The analysis was carried out on a Shimadzu Nexera GPC system equipped with a refractive index detector (RID-20A). Key conditions were:

• Column: Shodex GPC KF-805L (300 mm × 8.0 mm I.D.), shipped in THF and conditioned in chloroform following a gradual solvent exchange protocol.
• Mobile phase: Chloroform at 1.0 mL/min, column temperature 40 °C.
• Sample: 0.2 % PLA solution in chloroform, injection volume 50 µL.
• Detection: Refractive index detector at 40 °C.

Calibration was performed with polystyrene standards ranging from 580 to 3,730,000 Da, generating a linear log(MW) vs. retention time curve for data processing in LabSolutions GPC software.

Main Results and Discussion

The PLA cup exhibited a broad molecular weight distribution spanning approximately 2,000 to 2.3 million Daltons. Calculated polystyrene-equivalent values were:

• Number average molecular weight (Mn): 81,900 Da
• Weight average molecular weight (Mw): 179,600 Da
• Polydispersity index (Mw/Mn): 2.19

Use of the single mixed gel column eliminated the need for multiple columns in series, halving both run time and solvent consumption compared to conventional setups.

Benefits and Practical Applications

By covering a wide molecular weight range with one column, laboratories can:

• Increase sample throughput and reduce turnaround time for polymer QC.
• Lower solvent costs and waste generation, supporting green analytical practices.
• Simplify method development and maintenance efforts.

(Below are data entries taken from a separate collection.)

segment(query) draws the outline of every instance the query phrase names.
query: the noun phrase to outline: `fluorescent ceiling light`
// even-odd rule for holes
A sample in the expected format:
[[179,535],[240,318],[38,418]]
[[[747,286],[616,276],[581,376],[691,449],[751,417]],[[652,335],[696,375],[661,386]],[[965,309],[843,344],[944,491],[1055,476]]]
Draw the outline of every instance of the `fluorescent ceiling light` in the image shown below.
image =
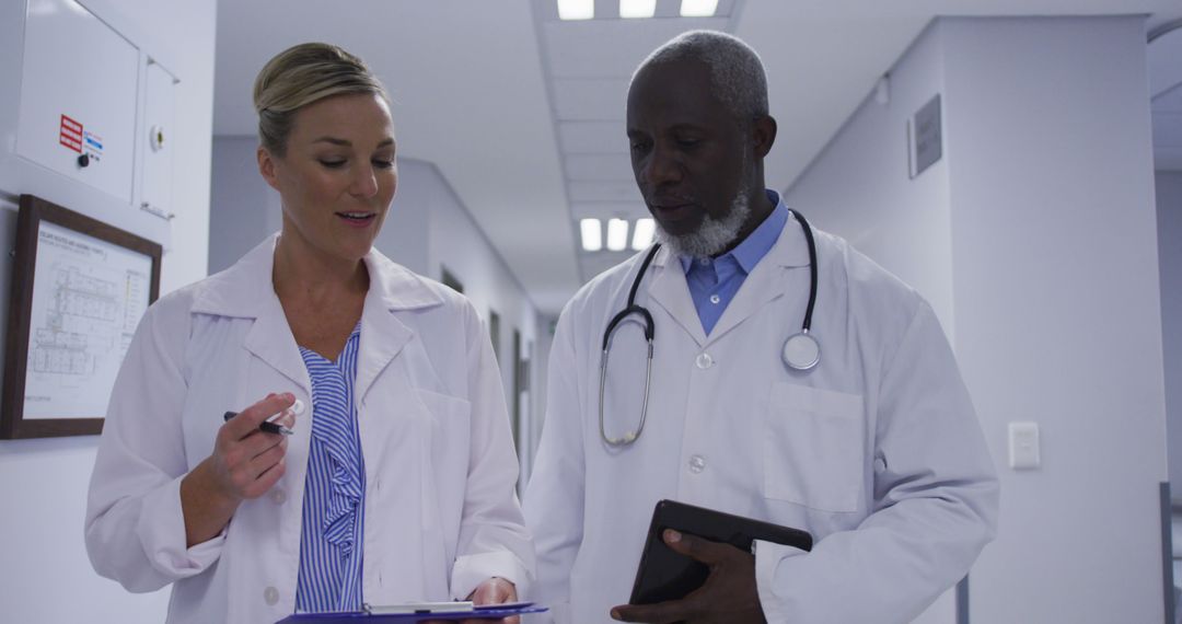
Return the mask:
[[652,234],[656,233],[656,222],[651,219],[637,219],[636,227],[632,228],[632,249],[637,252],[652,245]]
[[595,18],[595,0],[558,0],[558,19]]
[[619,0],[619,17],[622,18],[651,18],[656,12],[657,0]]
[[628,221],[623,219],[608,220],[608,251],[623,252],[628,248]]
[[603,249],[603,226],[598,219],[583,219],[579,221],[579,234],[583,238],[584,252],[598,252]]
[[681,17],[712,18],[719,9],[719,0],[681,0]]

Future Trends and Opportunities

Emerging directions in polymer GPC analysis include:

• Integration of multi-detector configurations (e.g., light scattering, viscometry) for absolute molecular weight determination.
• Development of faster, higher-resolution mixed gel columns to further boost throughput.
• Automation and in-line sampling for real-time monitoring in manufacturing processes.
• Expansion of GPC methods to novel biodegradable and bio-based polymer systems.

Conclusion

GPC analysis of a PLA container using a Shodex mixed gel column on the Nexera system successfully provided comprehensive molecular weight data with reduced analysis time and solvent use. This streamlined approach meets the demands of modern polymer QC and sustainability goals.

Reference

Shimadzu Corporation. "High Performance Liquid Chromatograph Nexera™ GPC System: GPC Analysis of Synthetic Resin Containers Composed Mainly of Polylactic Acid." First Edition Jul. 2022.